Não se é possível tratarmos do tema perseverança dentro da Igreja sem antes falarmos sobre
os porquês de estarmos inseridos nesta comunidade do povo de Deus, que fez, faz e fará tanta
diferença em nossas vidas.

O primeiro ponto que eu gostaria de explorar é o amor recebido de maneira gratuita da parte
de Deus e que nos preenche por inteiro. Um amor dado e que deve ser correspondido. Um amor que
não é apenas amor de Pai, mas também amor matrimonial, ou seja, não é apenas um amor
necessário e indispensável, mas amor livre, livremente dado, livremente escolhido e que exige uma
resposta. Os pais amam a qualquer custo, filhos presidiários e que os pais não desistem, persistem
nas visitas. Filhos usuários de drogas e que os pais não desistem, persistem na tentativa de
tratamento. Filhos agressivos e que os pais não desistem, persistem em acolher. Enfim, filhos que,
muitas vezes, não merecem, mas o amor de Pai permanece necessário e indispensável. Jesus renova
o ato de amor de Deus e se apresenta como noivo a nós, as esposas, onde marido e mulher exigem
tratamento bilateral, onde a persistência, a acolhida e o serviço falem mais alto.
Jesus lhes respondeu: Podem os convidados ao casamento fazer
luto enquanto o noivo está com eles? Chegará um dia em que o
noivo lhes será tirado, e então jejuarão. (Mateus 9, 15)

Se cremos na Bíblia, como livro referencial, e que tudo que nela contém é verdade inspirada
e inspiradora, devemos olhar para o Jovem Rico:
Então aproximou-se alguém e lhe disse: Mestre, que obras boas
devo fazer para alcançar a vida perdurável? Respondeu-lhe:
Guarda os mandamentos. Perguntou-lhe: Quais? Jesus lhe disse:
Não matarás, não cometerás adultério, não roubarás, não
perjurarás, honra o pai e a mãe, e amarás o próximo como a ti
mesmo. O jovem lhe disse: Cumpri tudo isso. O que me resta fazer?
Jesus lhe respondeu: Se queres ser perfeito, vai, vende teus bens, dá
aos pobres, e terás um tesouro no céu; depois segue-me. Ao ouvir
isso, o jovem partiu triste, pois era muito rico. (Mateus 19, 16-22)
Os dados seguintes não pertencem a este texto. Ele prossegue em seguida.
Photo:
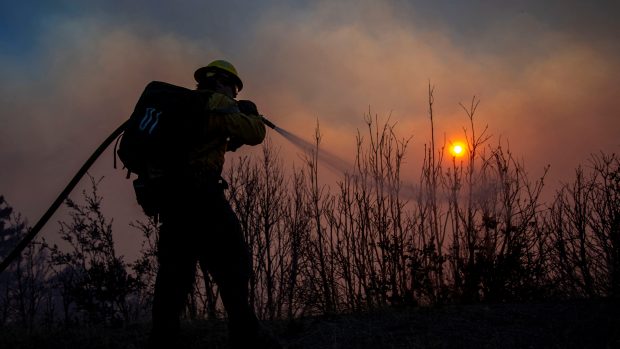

Como podemos crer com todo nosso coração na Bíblia se desconsideramos a tristeza com a
qual o Jovem Rico afasta-se de Deus?

Em contraponto ao Jovem Rico, a alegria contida em Jesus Cristo está, também, narrada no
Evangelho. Se não queremos essa alegria, ou se a dispensamos, como podemos garantir que
estamos crendo, de fato, na Palavra de Deus. Como podemos garantir que nossa vida não tem sido
vã e vazia de si?
Voltaram os setenta e dois muito contentes e disseram: Senhor, em
teu nome até os demônios se submetiam a nós. (Lucas 10, 16)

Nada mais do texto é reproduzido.